En ce qui concerne le dossier nord-coréen, je pense que les Chinois verraient de façon positive une participation européenne plus prononcée au dialogue, afin d'éviter une escalade sur ce dossier entre les Etats-Unis et la Corée du nord.

La politique étrangère erratique de Donald Trump peut-elle rapprocher l'Union européenne et la Chine ?

La Chine et l'Union européenne sont déjà deux grands partenaires. Sur le plan économique l'UE reste le premier partenaire de la Chine, qui représente environ 15% du commerce extérieur européen et prend une part de plus en plus importante.

Sur le plan politique et la vision stratégique, il faut effectivement réfléchir davantage à certains aspects de la coopération. En particulier le projet "la route de la soie", développé à l'origine sur une idée du président Xi, et qui vise à relier plus rapidement la Chine et l'Europe à travers un axe terrestre et maritime.

Le projet est en développement depuis 2013, avec un investissement estimé à près de 1000 milliards d'euros. La Chine y a rajouté plus de 100 milliards d'euros au printemps dernier. Face à cela, les Européens devraient réfléchir de manière plus coordonnée, plus stratégique, et trouver une position commune pour maximiser leurs intérêts. Pour l'instant, on assiste plutôt à des analyses et des démarches nationales, voire régionales pour le calcul des opportunités économiques et commerciales.

Comment les Européens y prennent-ils part ?

Pour certains la route de la soie suscite des inquiétudes, pour d'autres les projets sont en cours de développement. En tout cas, le trafic ferroviaire est bien réel même si les volumes restent très faibles et les liaisons majoritairement non régulières.

Relier l'Europe et la Chine a le potentiel de transformer un ensemble de développements commerciaux au niveau eurasiatique. Dans les mois et les années à venir, les Européens devront se saisir de cette dimension des "routes de la soie", qui aujourd'hui ont un aspect essentiellement commercial et de développement, dans une approche plus stratégique du projet.

Grand partenaire commercial de l'Union européenne, la Chine est régulièrement accusée de protectionnisme et de concurrence déloyale par les Européens. Quels sont actuellement les points d'achoppement entre les deux parties ?

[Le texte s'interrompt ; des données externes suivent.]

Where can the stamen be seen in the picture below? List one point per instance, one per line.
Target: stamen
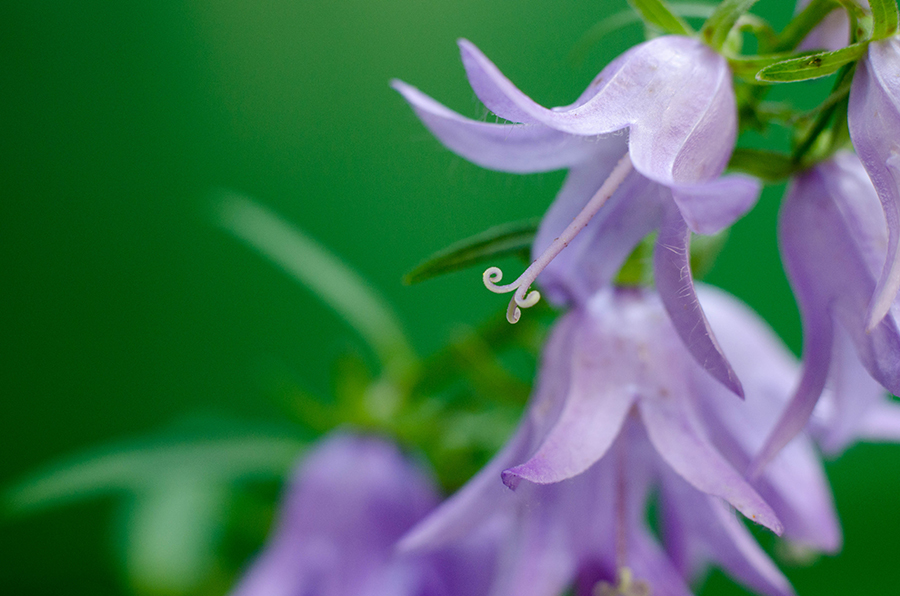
(522, 298)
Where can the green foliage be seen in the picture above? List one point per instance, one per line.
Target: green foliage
(812, 66)
(338, 286)
(717, 28)
(769, 166)
(659, 15)
(509, 239)
(804, 22)
(885, 17)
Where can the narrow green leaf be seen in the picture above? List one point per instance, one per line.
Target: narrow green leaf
(704, 252)
(812, 66)
(596, 34)
(499, 241)
(137, 467)
(769, 166)
(658, 14)
(804, 22)
(717, 27)
(746, 67)
(886, 18)
(336, 284)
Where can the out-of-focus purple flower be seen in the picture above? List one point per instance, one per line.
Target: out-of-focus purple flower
(346, 506)
(621, 412)
(833, 241)
(673, 97)
(874, 120)
(833, 33)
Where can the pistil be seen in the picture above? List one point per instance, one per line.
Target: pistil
(523, 298)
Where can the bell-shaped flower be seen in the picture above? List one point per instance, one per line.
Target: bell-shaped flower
(347, 504)
(874, 120)
(833, 33)
(645, 146)
(622, 412)
(834, 240)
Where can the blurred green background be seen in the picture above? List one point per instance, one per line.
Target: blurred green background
(126, 309)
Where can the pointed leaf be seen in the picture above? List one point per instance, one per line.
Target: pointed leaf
(812, 66)
(717, 27)
(769, 166)
(886, 17)
(658, 14)
(504, 240)
(337, 285)
(746, 67)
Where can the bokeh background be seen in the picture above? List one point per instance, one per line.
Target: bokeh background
(126, 310)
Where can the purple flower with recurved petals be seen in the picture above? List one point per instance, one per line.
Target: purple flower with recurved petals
(874, 120)
(622, 412)
(347, 505)
(833, 241)
(673, 96)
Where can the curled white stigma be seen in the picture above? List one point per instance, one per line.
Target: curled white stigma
(522, 298)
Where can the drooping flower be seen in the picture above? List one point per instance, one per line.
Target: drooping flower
(620, 413)
(674, 98)
(346, 506)
(874, 120)
(833, 33)
(834, 242)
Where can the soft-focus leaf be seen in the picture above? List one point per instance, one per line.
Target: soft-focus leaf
(596, 34)
(338, 286)
(704, 250)
(138, 467)
(812, 66)
(769, 166)
(717, 27)
(886, 18)
(658, 14)
(500, 241)
(804, 22)
(171, 534)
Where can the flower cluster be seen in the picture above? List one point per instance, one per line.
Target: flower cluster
(669, 396)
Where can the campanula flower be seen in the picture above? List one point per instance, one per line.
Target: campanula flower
(672, 104)
(874, 120)
(622, 412)
(347, 504)
(834, 240)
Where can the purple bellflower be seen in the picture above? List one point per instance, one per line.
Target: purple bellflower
(834, 240)
(348, 503)
(673, 97)
(833, 33)
(874, 120)
(621, 411)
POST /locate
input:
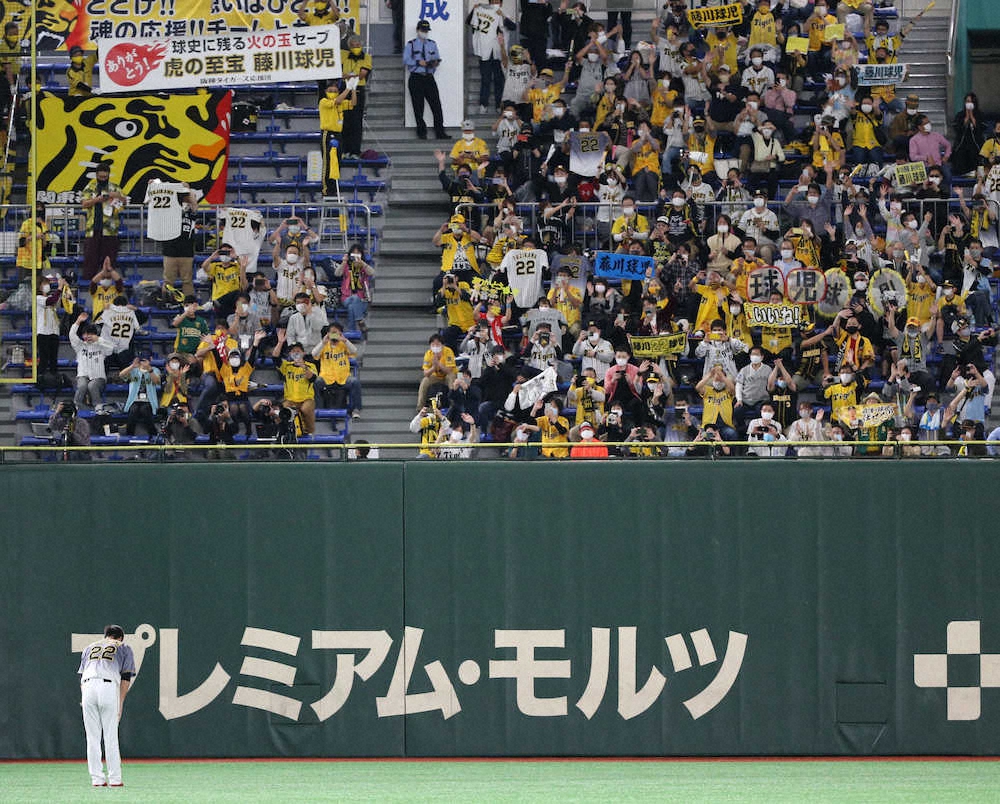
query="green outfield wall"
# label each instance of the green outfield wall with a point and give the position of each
(490, 609)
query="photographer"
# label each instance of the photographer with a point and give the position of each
(66, 428)
(142, 401)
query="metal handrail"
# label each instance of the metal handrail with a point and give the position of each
(345, 452)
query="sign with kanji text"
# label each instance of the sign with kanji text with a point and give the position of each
(658, 345)
(623, 266)
(711, 16)
(773, 315)
(805, 285)
(880, 74)
(911, 173)
(298, 54)
(764, 281)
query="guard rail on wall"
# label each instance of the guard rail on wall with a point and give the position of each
(337, 222)
(637, 451)
(591, 222)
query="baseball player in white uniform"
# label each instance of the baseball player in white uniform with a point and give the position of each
(106, 670)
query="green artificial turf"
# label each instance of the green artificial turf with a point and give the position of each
(729, 781)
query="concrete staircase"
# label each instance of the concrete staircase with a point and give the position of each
(401, 317)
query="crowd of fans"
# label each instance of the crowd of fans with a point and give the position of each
(718, 152)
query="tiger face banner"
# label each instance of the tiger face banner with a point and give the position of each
(62, 24)
(181, 138)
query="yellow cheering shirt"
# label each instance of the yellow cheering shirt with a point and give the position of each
(462, 249)
(717, 406)
(841, 398)
(919, 298)
(334, 363)
(298, 380)
(225, 277)
(550, 435)
(460, 313)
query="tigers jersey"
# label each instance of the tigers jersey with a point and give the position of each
(586, 152)
(101, 298)
(485, 21)
(288, 281)
(225, 277)
(163, 209)
(298, 380)
(334, 363)
(239, 232)
(717, 406)
(841, 398)
(516, 84)
(119, 324)
(524, 269)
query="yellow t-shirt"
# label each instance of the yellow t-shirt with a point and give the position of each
(298, 380)
(334, 363)
(225, 278)
(463, 248)
(447, 361)
(460, 313)
(841, 398)
(550, 435)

Entre la Chine et l'Union européenne, les négociations en vue d'un traité bilatéral d'investissement ont été lancées en 2013.

L'enjeu clef est de trouver une réciprocité plus efficace dans l'accès aux marchés. En particulier sur un certain nombre de secteurs qui, en Chine, restent encore limités pour les investissements étrangers. Des initiatives se développent en Europe, comme les réflexions en cours au sein de la Commission européenne, soutenue par la France, afin de mieux contrôler des investissements étrangers non-européens dans les secteurs jugés stratégiques. C'est ce que font, d'ailleurs, les Etats-Unis ainsi que la Chine sur certaines de leurs industries. Cette proposition n'est donc pas directement liée à la Chine, elle est plus large, mais elle pourrait avoir un impact sur les investissements chinois.

La Chine et l'UE ont réitéré en juin leur engagement commun à respecter les accords de Paris sur le changement climatique, et confirmé leur volonté de collaborer dans le domaine de l'énergie et de l'environnement. Comment se matérialise ce partenariat ?

On constate en effet un alignement des positions chinoises et européennes sur les accords de Paris. Aujourd'hui des coopérations commerciales et industrielles existent en matière d'énergie, notamment renouvelable. Il y a aussi des initiatives, comme le premier satellite franco-chinois qui sera mis en orbite en 2018 pour observer les océans et mieux comprendre les échanges entre océans et atmosphère.

Enfin, l'Union européenne reproche souvent à la Chine ses manquements aux droits de l'Homme, existe-t-il un dialogue particulier à ce sujet ?

L'Union européenne et la Chine ont un dialogue sur les droits de l'Homme (le 35ème dialogue UE-Chine sur les droits de l'Homme a eu lieu en juin 2017), ce qui n'est plus le cas entre les Etats-Unis et la Chine depuis déjà quelques années. Celui-ci a donc le mérite d'exister et d'offrir un forum de discussion qui permet aux Européens de faire valoir et de promouvoir les valeurs européennes.